Encoding and File in .NET

  1. Contents can be stored in a file in various formats: ASCII, Unicode, BASE64, Binary or others.
  2. Unicode contents allows a optional byte order mark(BOM) to be placed at the beginning of the file to indicate the byte order and signal the unicode representation (utf8/utf16/utf32) of the content which can be used by a file consumer to detect the format.
  3. File contents can be represented in .NET program as text (string, char[]) or binary (byte[]). Different representations can be obtained using different IO classes. 
  4. StreamReader/StreamWriter classes are dealing with text contents. That means they need a way to transform text to and from stream. This is accomplished by the encoding object associated to the StreamReader/StreamWriter classe.
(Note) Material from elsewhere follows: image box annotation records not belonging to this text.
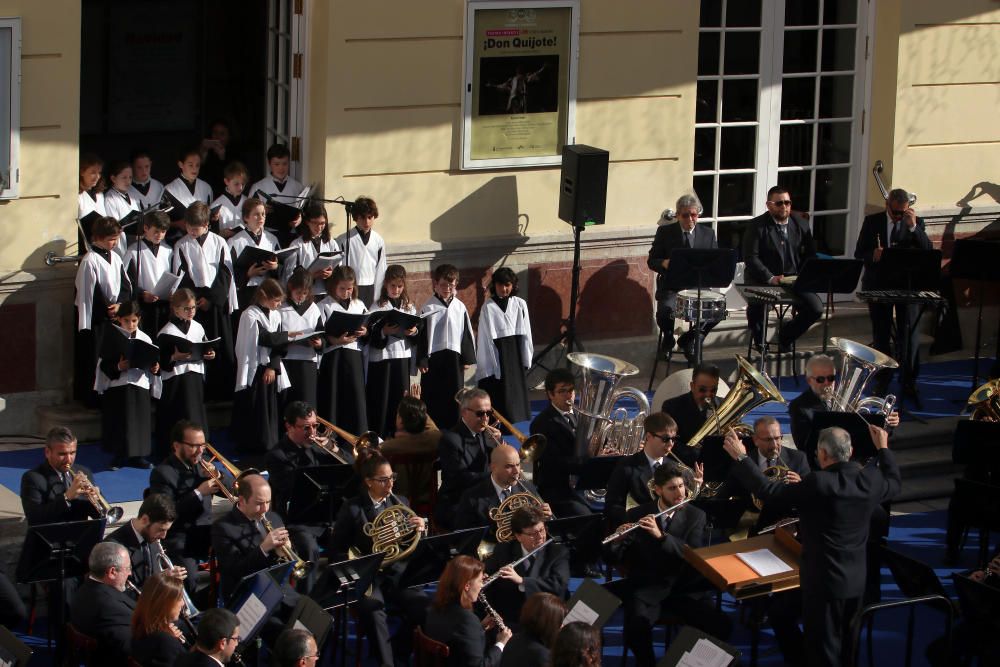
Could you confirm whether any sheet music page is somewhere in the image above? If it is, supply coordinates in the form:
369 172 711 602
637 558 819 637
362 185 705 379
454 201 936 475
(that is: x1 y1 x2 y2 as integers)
736 549 792 577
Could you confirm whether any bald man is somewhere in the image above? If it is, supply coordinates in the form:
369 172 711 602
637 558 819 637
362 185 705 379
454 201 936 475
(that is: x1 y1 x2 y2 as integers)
455 444 552 542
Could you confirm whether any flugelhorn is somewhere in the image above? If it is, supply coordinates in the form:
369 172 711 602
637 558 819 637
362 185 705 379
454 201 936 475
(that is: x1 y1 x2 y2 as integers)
68 468 125 524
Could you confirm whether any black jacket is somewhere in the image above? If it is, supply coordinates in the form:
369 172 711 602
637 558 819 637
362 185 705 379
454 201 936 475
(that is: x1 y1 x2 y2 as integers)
733 449 901 599
743 212 816 285
21 461 99 526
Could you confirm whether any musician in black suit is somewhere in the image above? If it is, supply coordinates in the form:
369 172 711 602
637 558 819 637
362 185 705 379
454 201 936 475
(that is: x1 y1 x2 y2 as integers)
529 368 591 516
725 426 901 665
149 419 219 593
743 185 823 352
434 389 500 530
70 542 135 665
611 461 732 665
265 401 354 593
854 188 931 396
330 450 429 665
646 195 719 361
21 426 100 526
105 493 187 589
486 507 569 632
174 607 240 667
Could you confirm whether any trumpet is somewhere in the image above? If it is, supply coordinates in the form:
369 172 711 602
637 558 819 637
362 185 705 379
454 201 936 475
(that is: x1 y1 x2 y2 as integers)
69 468 125 524
260 515 311 580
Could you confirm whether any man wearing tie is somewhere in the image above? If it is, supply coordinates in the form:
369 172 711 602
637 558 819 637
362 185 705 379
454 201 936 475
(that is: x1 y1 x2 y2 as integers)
646 195 719 362
854 188 931 396
743 185 823 353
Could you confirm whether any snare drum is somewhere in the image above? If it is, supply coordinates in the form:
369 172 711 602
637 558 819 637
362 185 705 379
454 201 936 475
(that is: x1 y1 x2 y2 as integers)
676 290 727 322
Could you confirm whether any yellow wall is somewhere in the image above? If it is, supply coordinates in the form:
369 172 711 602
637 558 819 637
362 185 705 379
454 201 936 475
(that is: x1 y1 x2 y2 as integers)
310 0 698 248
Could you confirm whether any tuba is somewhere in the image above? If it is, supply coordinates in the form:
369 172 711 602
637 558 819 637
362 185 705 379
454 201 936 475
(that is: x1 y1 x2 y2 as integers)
968 380 1000 422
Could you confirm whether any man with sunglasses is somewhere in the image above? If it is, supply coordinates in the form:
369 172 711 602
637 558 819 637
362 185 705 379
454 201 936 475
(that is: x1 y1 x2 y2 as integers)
854 188 931 396
743 185 823 353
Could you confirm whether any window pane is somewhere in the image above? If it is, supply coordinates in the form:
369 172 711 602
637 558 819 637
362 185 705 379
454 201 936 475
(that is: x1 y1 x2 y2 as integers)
722 79 757 122
785 0 819 25
694 175 715 218
694 81 719 123
719 174 754 217
698 32 722 76
781 77 816 120
719 127 757 169
816 122 851 164
726 0 760 28
700 0 722 28
782 30 817 74
778 125 813 167
694 127 716 171
819 76 854 118
814 168 851 211
810 213 847 255
822 28 854 72
725 32 760 74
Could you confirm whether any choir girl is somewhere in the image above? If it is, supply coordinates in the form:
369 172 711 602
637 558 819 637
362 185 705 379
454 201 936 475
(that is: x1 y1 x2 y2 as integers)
94 301 161 470
231 278 302 453
125 211 173 335
171 202 236 400
131 572 190 667
280 267 323 406
316 266 368 435
417 264 476 428
227 198 281 311
476 266 534 422
284 202 343 300
212 161 249 239
365 264 418 438
424 556 511 667
155 287 215 459
337 197 386 308
73 217 132 407
128 148 163 210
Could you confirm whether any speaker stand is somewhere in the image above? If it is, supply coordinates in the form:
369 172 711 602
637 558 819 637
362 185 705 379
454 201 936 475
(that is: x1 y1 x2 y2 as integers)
528 225 586 373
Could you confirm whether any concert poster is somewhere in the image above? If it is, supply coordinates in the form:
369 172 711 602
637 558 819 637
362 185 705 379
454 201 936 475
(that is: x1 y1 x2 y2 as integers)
462 0 579 169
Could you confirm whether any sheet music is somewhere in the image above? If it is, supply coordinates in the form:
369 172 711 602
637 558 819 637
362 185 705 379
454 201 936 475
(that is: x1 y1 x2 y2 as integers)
736 549 792 577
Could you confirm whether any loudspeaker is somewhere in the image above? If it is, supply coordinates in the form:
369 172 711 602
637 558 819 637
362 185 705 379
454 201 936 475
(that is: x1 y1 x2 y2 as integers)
559 144 609 227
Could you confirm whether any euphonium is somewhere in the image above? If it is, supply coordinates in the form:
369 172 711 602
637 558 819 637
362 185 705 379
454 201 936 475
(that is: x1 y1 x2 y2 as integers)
363 493 420 566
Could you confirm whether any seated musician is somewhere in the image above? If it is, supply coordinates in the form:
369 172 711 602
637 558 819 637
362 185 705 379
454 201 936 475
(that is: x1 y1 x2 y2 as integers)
486 507 569 631
69 542 135 665
265 401 354 593
131 572 193 667
604 412 700 526
424 556 511 667
743 185 823 353
660 364 719 466
613 461 732 665
646 194 719 362
434 389 501 530
21 426 100 526
530 368 591 516
452 444 552 542
174 607 240 667
149 419 219 594
105 493 187 589
330 448 428 665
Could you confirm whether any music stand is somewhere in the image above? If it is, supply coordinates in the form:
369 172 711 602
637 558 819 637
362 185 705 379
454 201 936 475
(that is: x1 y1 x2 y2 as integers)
17 519 105 640
794 257 865 354
663 248 736 364
287 464 354 525
397 526 489 589
948 239 1000 391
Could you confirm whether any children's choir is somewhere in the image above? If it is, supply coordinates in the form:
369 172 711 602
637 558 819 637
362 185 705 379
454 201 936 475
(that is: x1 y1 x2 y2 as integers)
75 145 533 467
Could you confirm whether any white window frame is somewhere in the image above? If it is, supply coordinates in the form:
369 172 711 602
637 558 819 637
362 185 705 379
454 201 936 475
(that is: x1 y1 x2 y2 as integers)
0 17 21 199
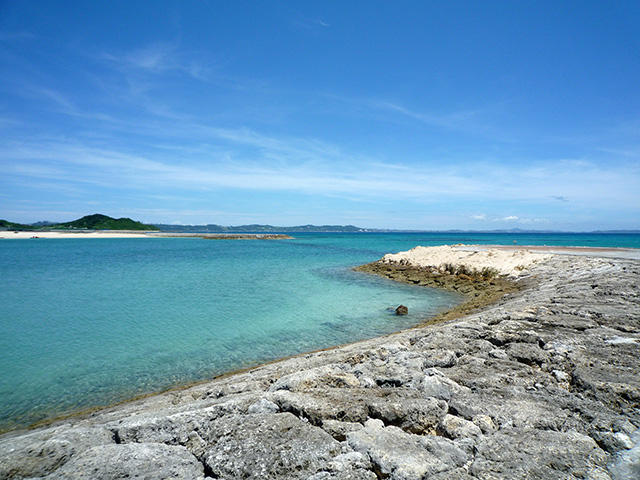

The associated encoding object's constructor allows you to set if the BOM will be written to (StreamWriter) or auto detected (StreamReader) from the file. The unicode formate if detected will be used other than the one being associated.
  5. Byte array can be obtained from the file, for example, using File.ReadAllBytes. Then the GetString method of a encoding class can be used to convert it into text if you know the format used to store the file. You can use the GetBytes method of an encoding class to conver text content into encoded byte array.
  6. There are many ways to deal with files, but encoding almost always plays a role either behind the scene or used by your code explicitly.

Wednesday, January 6, 2010

.NET Framework Regular Expression Object Model

The Regular Expression Engine

The regular expression engine in the .NET Framework is represented by the Regex class. The class provides sets of instance and static methods to achieve similar purposes. Regex class will be discussed more later.

Regular Expression Object Model includes some important classes. The Match class inherits from Group class which in turn inherits from the Capture class. Therefore both Match and Group are captures but in different sense. Match.value (value is inherited from Capture) reflects the whole matched string, but Group.value reflects the captured string for the group. The Match.Groups[0] is a special group. It always exists and represents the entire matched stirng that equals to Match.value.Other groups may exist if grouping is defined in the pattern. Subsequent Group[>0].value will contain only string that matches the pattern defined for the group.A group has more than 1 capture only when it has a quantifier defined.

You can call the methods of the Regex class to perform the following operations:
  • Determine whether a string matches a regular expression pattern.
  • Extract a single match or the first match.
  • Extract all matches.
  • Replace a matched substring.
  • Split a single string into an array of strings.
Determine whether a string matches a regular expression pattern
Sample: Regex.IsMatch("abcabc abcabce", @"(abc){2}e?")
This returns true because there is at lease one match found in the input string.

Extract a single match or the first match
Sample: Match match = Regex.Match("abcabc abcabce", @"(abc){2}e?")
This returns the first match found in the input string. The match.value in the sample returns "abcabc". In this case, match.groups[0].value = "abcabc", and match.groups[1].value = "abc".

Extract all matches
Sample: MatchCollection matches = Regex.Matches("abcabc abcabce", @"(abc){2}e?")
This returns all matches found in the input string. The matches[0].value in the sample returns "abcabc" and matches[1].value in the sample returns "abcabce".


Replace a matched substring
Sample: Regex.Replace("abcabc abcabce", @"(abc){2}e?", @"$1xyz")
This returns the input string with the mathed substrings replaced by the replacement string which, in this case, is "abcxyz". The result is "abcxyz abcxyz".
You can also use Match.Result("replace string") to replace matched string in a single match. Regex.Match("abc", "(?<ab>ab)c").Result("${ab}de") will return "abde".

Split a single string into an array of strings
Sample: Regex.Matches("abcabc abcabce", @"[\w\s]").
This will return an array of matches consisting of 14 characters and essentially parsing the string into a character array.